°1973
My friend Steve, who blogs less than I would like him to - so I’m going to cutnpaste here - sends me this in the midst of the tumult, and I appreciate it, not least because it converges some preoccupations of mine (the Ford Strike, queer politics, the emergence of activism as a phenomena, the sense of the archive and a city). The notes on fordism/arousal are here [ 1 2 3 ], and one on activism here. So, I share Steve’s remarks along.
It hasn’t come yet, but I’ve ordered a book by Illuminati that is about ‘activists’ and ‘militants’ (along with another one by him on 1968). I remember you being interested in his thoughts on this, not sure if you got to read anything by him. There’s a really old book in the Monash library from the days when he was an ML - nearly fifty years ago he was chucked out of the communist youth organisation for being a trot (speaking of whom, my book has finally appeared in Italian this month, published by the Mandel-line trots). If you like, I’ll give you my impressions when the Iluminati book arrives.

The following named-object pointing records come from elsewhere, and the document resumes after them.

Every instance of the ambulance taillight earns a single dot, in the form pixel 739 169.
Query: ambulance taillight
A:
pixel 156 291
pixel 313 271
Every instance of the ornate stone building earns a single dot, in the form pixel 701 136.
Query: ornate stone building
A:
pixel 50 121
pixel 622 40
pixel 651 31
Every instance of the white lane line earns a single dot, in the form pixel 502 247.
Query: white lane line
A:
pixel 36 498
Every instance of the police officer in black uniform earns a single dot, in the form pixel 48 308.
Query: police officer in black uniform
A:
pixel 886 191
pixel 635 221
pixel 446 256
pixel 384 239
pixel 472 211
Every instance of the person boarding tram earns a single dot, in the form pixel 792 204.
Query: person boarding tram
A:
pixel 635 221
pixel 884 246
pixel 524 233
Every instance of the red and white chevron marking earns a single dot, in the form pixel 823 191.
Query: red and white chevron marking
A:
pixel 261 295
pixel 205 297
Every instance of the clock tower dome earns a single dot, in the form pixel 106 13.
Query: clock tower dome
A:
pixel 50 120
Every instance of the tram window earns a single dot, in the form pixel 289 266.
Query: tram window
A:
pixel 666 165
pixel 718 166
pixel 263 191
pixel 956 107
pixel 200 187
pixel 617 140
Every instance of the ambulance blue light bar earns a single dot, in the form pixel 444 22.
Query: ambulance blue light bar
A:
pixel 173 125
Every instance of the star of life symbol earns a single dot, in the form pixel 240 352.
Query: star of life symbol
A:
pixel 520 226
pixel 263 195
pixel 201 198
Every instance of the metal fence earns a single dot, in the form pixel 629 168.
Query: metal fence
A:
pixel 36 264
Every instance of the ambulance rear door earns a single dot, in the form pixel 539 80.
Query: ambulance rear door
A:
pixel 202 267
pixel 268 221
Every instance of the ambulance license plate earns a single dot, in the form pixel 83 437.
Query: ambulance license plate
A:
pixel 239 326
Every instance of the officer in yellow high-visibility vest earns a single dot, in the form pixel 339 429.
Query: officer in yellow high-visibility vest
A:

What it means to be a militant has been preoccupying me more and more - even (especially) if it’s a long time since I considered myself one. I’ve been talking with Graham Willett - do you know him at all? maybe from when he was an editor of Reconstruction? - about assembling a digital archive of materials from local sixties and seventies movements, in large part in the hope that it might intrigue people a little younger than ourselves. I’ve particularly interested in leaflets, as a sort of basic tool of political activity - they don’t get nearly the attention they deserve IMO, given how many hours one can slave over them (and then trying to distribute them). I’m not sure if you’ve ever looked at the State Library ephemera collection, but there is a mass of intriguing stuff from 1968 onwards that is just trapped in folders and hardly ever gets looked at. So the idea is some sort of online database that holds a horde of documents - as a pilot, we’re thinking of Gay Pride Week and the Ford Broadmeadows strike, with the excuse that they are both from 1973 - and good metadata that allows someone to navigate around them.
Connected to this is the desire to understand how layers of militants/activists/cadre/whatever you call them are ‘generated’ as a social phenomenon, rather than just a matter of individual biographies - eg how do so *many* of them/us arise from the late sixties onwards? Have you ever come across useful explanations of this? There are the situationist critiques of militancy, and the ‘give up activism’ debate of a while back, but I haven’t seen much trying to explain how and why ‘activists’ are formed as a layer within movements (maybe some old Aufheben articles touched on it).